Dynamic Graph Neural Network with Adaptive Features Selection for RGB-D Based Indoor Scene Recognition

arXiv cs.CV / 4/2/2026

💬 OpinionSignals & Early TrendsIdeas & Deep AnalysisModels & Research

Key Points

  • The paper proposes a dynamic graph neural network for RGB-D indoor scene recognition that adaptively selects informative nodes from both color (RGB) and depth modalities.
  • It builds a dynamic graph to model relations among objects/scenes and groups nodes into three levels to capture near-to-far relational structure.
  • The graph is updated dynamically using attention weights, allowing feature propagation and optimization to reflect which nodes/relations matter most.
  • Finally, it fuses the updated RGB and depth features for recognition, reporting improved performance over prior state-of-the-art methods on SUN RGB-D and NYU Depth v2.
  • The work targets the previously open challenge of adaptively exploiting crucial local features from multi-modal RGB-D inputs via graph modeling.

Abstract

Multi-modality of color and depth, i.e., RGB-D, is of great importance in recent research of indoor scene recognition. In this kind of data representation, depth map is able to describe the 3D structure of scenes and geometric relations among objects. Previous works showed that local features of both modalities are vital for promotion of recognition accuracy. However, the problem of adaptive selection and effective exploitation on these key local features remains open in this field. In this paper, a dynamic graph model is proposed with adaptive node selection mechanism to solve the above problem. In this model, a dynamic graph is built up to model the relations among objects and scene, and a method of adaptive node selection is proposed to take key local features from both modalities of RGB and depth for graph modeling.

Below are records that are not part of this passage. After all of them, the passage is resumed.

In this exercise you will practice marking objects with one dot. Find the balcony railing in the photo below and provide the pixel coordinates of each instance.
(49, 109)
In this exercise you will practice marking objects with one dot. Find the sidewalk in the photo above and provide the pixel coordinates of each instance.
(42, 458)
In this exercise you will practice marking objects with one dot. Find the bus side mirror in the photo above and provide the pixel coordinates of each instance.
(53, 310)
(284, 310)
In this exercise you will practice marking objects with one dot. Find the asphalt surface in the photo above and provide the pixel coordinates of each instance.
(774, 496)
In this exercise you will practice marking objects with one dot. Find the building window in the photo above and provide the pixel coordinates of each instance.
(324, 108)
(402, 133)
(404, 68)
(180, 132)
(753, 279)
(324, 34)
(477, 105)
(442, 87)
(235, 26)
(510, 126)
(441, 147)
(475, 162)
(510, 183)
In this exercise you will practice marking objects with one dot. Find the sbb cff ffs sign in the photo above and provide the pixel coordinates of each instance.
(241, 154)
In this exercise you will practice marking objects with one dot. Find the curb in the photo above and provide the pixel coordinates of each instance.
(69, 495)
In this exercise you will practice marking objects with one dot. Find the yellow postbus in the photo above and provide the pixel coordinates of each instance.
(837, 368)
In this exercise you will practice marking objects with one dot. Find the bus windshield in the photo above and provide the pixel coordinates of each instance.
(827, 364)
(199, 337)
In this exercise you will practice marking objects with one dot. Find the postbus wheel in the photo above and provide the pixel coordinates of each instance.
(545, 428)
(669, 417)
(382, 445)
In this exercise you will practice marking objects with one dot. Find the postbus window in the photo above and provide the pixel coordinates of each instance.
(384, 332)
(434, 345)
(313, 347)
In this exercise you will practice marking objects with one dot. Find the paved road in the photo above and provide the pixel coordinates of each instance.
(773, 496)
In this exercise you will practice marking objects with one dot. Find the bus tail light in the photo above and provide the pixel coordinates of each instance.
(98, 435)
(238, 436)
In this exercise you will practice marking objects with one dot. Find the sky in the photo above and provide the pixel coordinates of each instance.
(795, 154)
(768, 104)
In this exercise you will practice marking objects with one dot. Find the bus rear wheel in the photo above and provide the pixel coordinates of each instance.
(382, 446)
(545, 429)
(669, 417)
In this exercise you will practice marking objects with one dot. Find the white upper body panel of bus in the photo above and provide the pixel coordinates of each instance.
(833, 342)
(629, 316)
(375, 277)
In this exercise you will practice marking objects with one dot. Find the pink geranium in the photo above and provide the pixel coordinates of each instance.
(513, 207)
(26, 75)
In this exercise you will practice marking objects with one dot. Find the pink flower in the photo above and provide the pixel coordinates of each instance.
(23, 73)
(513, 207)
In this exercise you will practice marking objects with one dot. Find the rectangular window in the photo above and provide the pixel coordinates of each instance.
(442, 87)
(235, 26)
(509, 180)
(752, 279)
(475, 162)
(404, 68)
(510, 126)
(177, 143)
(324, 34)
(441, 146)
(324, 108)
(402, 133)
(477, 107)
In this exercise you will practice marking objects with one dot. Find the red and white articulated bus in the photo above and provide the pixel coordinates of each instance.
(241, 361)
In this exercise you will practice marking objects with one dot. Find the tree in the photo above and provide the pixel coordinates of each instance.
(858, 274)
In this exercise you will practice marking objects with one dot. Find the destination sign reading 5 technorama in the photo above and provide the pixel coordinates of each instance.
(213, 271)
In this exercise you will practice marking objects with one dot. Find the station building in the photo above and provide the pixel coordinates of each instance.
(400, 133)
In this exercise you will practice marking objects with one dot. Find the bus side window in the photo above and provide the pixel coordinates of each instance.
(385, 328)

After that, these nodes are grouped by three different levels, representing near or far relations among objects. Moreover, the graph model is updated dynamically according to attention weights. Finally, the updated and optimized features of RGB and depth modalities are fused together for indoor scene recognition. Experiments are performed on public datasets including SUN RGB-D and NYU Depth v2. Extensive results demonstrate that our method has superior performance when comparing to state-of-the-arts methods, and show that the proposed method is able to exploit crucial local features from both modalities of RGB and depth.